Le succè du Scarface (1983) de Brian De Palma fut, on le sait, immense. On en oublia presque le modèle dont il s’inspira et que de jeunes spectateurs allaient bientôt découvrir – le film éponyme de Howard Hawks dont le déchaînement de violence avait scandalisé le public soixante plus tôt. Définitivement culte, Scarface a depuis quitté sa provenance cinématographique pour s’afficher un peu partout, des posters aux T-Shirt pour ados arborant la face triomphante de Tony Montana (Al Pacino). Autant de déclinaisons d’un objet qui témoignent de la popularité de notre protagoniste cubain, tout à la fois symbole de réussite et de décadence au pays de l’Oncle Sam. Soit les deux effigies que véhiculent le plus souvent ces produits dérivés : à l’image d’un roi tout-puissant affalé sur un trône noir répond généralement celle du bandit esseulé brandissant rageusement une mitraillette. Un champ-contrechamp où se déploient l’envers et le revers du pouvoir.
Cette ultime séance du cycle « Mafiosi & Mobsters Movies » à la Cinémathèque nous rappelle en tout cas combien le film de gangster est fondamentalement politique. Celui-ci questionne incessamment le rapport à la loi, à la norme, quand il ne met pas en scène la troublante réversibilité des rôles entre flics et bandits : un aspect qui allait durablement marquer en France un cinéaste comme Jean-Pierre Melville, l’un des plus grands connaisseurs du film noir américain à cette époque. Mais c’est aussi à travers le contexte historique que convoque singulièrement De Palma que Scarface constitue une fable politique (et Montana de clamer à qui veut l’entendre qu’il est un prisonnier « politique »). Renvoyant dos-à-dos le castrisme et le mode de production américain, le film témoigne de la fin des deux grandes idéologies qui scindaient l’ordre mondial.
Mai 1980 : Fidel Castro ouvre le port de Mariel pour permettre à certains ressortissants de rejoindre leurs familles. Officieusement, le dictateur en profite pour vider ses geôles de ses pires éléments criminels. Parmi les 125 000 réfugiés expédiés aux États-Unis, nous apprend un écriteau, un quart possédait un casier judiciaire. Ainsi, dès les premières images, Scarface s’ancre pleinement dans le réel au moyen d’archives documentant l’arrivée de familles cubaines aux USA. Jusqu’à la longue attente qui précède la demande d’asile. Ça pourrait être des images d’aujourd’hui. De la Méditerranée.

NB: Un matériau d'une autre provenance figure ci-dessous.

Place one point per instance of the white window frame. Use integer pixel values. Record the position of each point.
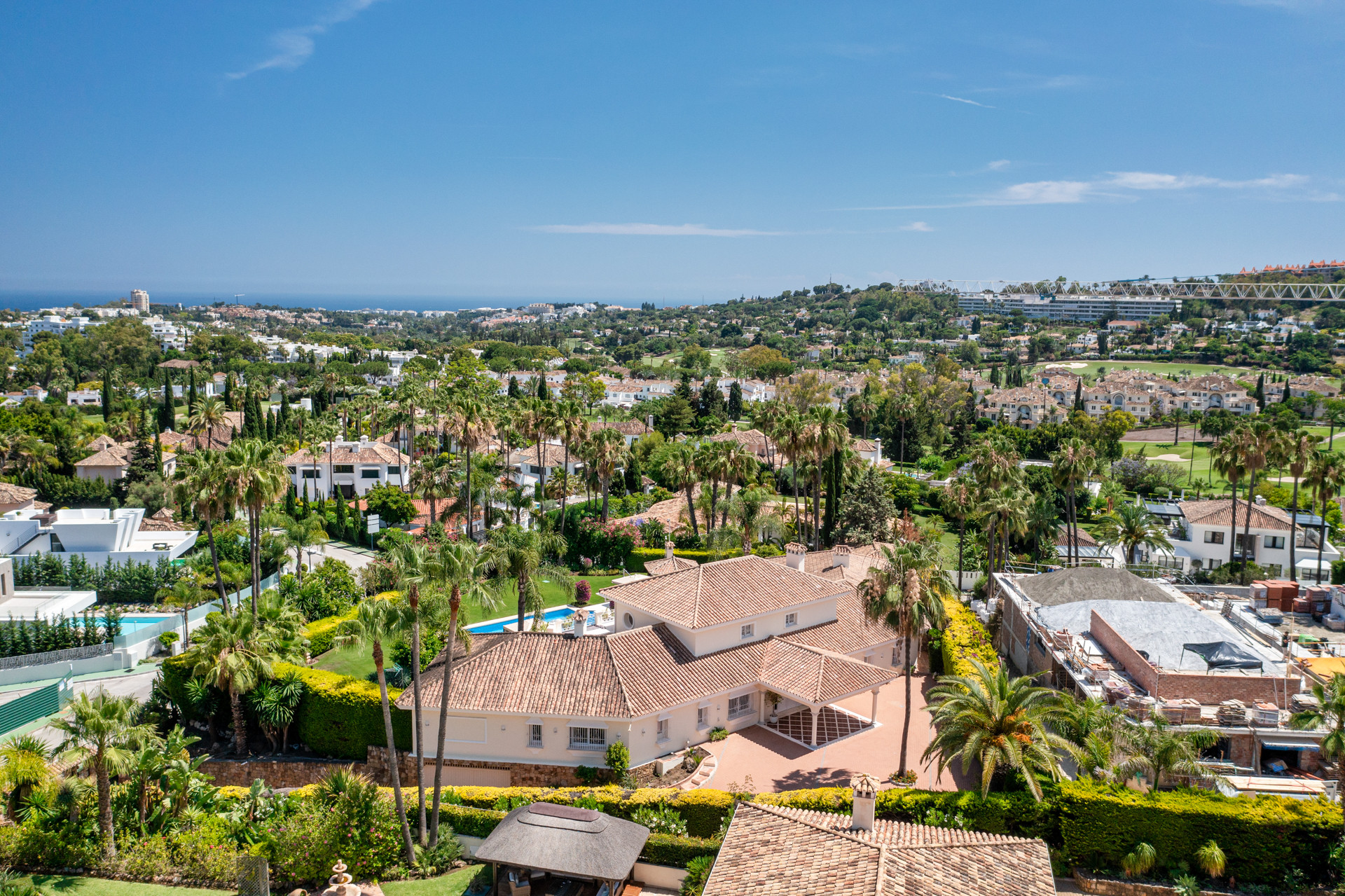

À cet arrière-plan s’ajoute la fatalité de la tragédie, un genre avec lequel Al Pacino a fini par s’identifier complètement en tant qu’acteur. Non seulement celui-ci joue, chaque soir encore, des pièces de Shakespeare sur les planches de théâtres new-yorkais. Mais ses rôles importants au cinéma, comme dans Le Parrain (1972) de Coppola ou L’impasse (1993) de De Palma, l’ont imposé comme un véritable tragédien. Son regard sombre et profond de fils d’immigré italien manifeste le pouvoir qu’il peut exercer sur les autres, aussi bien que l’aveuglement dont il est toujours le premier mystifié. C’est au prix de sa propre déchéance que le héros tragique accède à la vérité, avançant nu dans l’inconnu, voyant sans percevoir, détruisant celles et ceux qu’il aime sans jamais parvenir à les étreindre.